Marc S. Raspanti (email@example.com) is a name partner of Pietragallo Gordon Alfano Bosick & Raspanti LLP in Philadelphia, Pennsylvania, USA. Meredith S. Auten (firstname.lastname@example.org) is a partner in Morgan Lewis’s White Collar Litigation Practice in Philadelphia, Pennsylvania, USA.
This is the first part of a two-part article.
Over the last 33 years, whistleblowers have enjoyed historic success advancing claims under the United States’ False Claims Act (FCA). The United States government has recovered more than $62 billion as a result of both the FCA and the efforts of mostly domestic whistleblowers. Although the great majority of whistleblowers have been US citizens, that trend is changing. The rise of international whistleblower laws and the global notoriety of the FCA have sparked global interest. Specifically, an increase in non-US citizens filing and obtaining recoveries under the FCA is a new but growing phenomenon. Interestingly, these whistleblowers are not taking advantage of their own countries’ whistleblower laws, most likely because international whistleblower laws, unlike the FCA, generally do not provide a monetary financial incentive to whistleblowers. Nor do most offer the robust whistleblower protections provided by the FCA. Lastly, experienced attorneys are disincentivized to pursue these claims, as none of these laws provide for the payment of counsel fees or costs on successful claims. These laws purportedly help to minimize government corruption and fraud, but they will fail without financial incentives and strong protections to whistleblowers.

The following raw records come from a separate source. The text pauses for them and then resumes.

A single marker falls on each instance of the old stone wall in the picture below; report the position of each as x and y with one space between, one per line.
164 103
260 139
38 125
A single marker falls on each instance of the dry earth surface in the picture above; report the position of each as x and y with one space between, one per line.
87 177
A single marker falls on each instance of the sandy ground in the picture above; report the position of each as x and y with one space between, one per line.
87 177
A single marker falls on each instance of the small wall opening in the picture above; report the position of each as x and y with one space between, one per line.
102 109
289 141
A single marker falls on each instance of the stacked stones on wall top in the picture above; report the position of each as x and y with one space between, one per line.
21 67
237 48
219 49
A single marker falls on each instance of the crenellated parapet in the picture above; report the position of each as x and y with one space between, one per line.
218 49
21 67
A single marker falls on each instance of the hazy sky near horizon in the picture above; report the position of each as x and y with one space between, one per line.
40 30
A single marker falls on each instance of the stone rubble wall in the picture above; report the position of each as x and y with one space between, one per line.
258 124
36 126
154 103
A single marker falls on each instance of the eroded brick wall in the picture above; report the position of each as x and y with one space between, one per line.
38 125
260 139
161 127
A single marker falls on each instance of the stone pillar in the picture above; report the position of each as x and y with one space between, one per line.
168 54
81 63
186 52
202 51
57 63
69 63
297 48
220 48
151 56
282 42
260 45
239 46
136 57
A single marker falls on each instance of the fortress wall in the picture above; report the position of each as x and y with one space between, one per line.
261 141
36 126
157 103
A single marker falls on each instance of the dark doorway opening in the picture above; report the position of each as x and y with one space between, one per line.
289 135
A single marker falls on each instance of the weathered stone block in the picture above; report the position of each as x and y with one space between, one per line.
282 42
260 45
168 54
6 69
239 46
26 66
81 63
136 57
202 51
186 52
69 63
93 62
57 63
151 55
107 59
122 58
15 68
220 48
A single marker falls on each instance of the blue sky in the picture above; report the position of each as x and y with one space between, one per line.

In this first part of a two-part article, we discuss the success of the FCA, the rise of international whistleblowers through a study of the Michael Epp case, and what global companies need to do to prepare. In the concluding part, we review exemplar international whistleblowing laws that have been recently enacted and what we predict will be their impact.
The FCA has set the global standard
The FCA has become the most successful fraud, waste, and abuse statute in the world, with recoveries in excess of $62 billion, largely due to whistleblowers. American whistleblowers had a watershed year in 1986. The US Congress amended the FCA to provide for individual whistleblowers (also called relators) to file claims on behalf of the US government and, if successful, receive anywhere from 15% to 30% of any recovery or settlement. These 1986 amendments, which added the “qui tam” provisions, catapulted the FCA from a little-known and rarely used aging anti-fraud statute into the muscular tool that it is today. Since the FCA provides for “treble damages” and civil monetary penalties for each false claim, a whistleblower’s award may be quite significant. Whistleblowers have filed the vast majority of all FCA cases. In fiscal year 2018, for example, whistleblowers initiated 84% of new FCA cases, and cases initiated by whistleblowers accounted for 75% of the government’s $2.9 billion in recoveries that year.
At its heart, the FCA has five key elements driving its success:
The FCA provides whistleblowers the statutory right to bring a claim in the name of the government and receive 15% to 30% of any recovery. This financial incentive has single-handedly made the FCA the most successful anti-fraud statute ever passed by any legislature in the world.
The FCA includes a strong anti-retaliation provision to protect whistleblowers who come forward by providing robust remedies such as reinstatement, back pay, and double damages.
The FCA provides prevailing whistleblowers the right to have their attorney fees and costs paid by the defendants.
There are active government agencies and devoted prosecutorial professionals enforcing the FCA. These government entities have broad powers to investigate and prosecute claims.
The FCA allows standing to bring a qui tam action to a broad class of persons with appropriate knowledge, including entities, and does not require a claim to be reported internally first. Importantly, a whistleblower does not have to be an employee of the target company. Whistleblowers often have been customers, vendors, former employees, and, increasingly, competitors. Many also do not realize that whistleblowers do not have to be US citizens, or even residents of the United States, to bring an FCA action.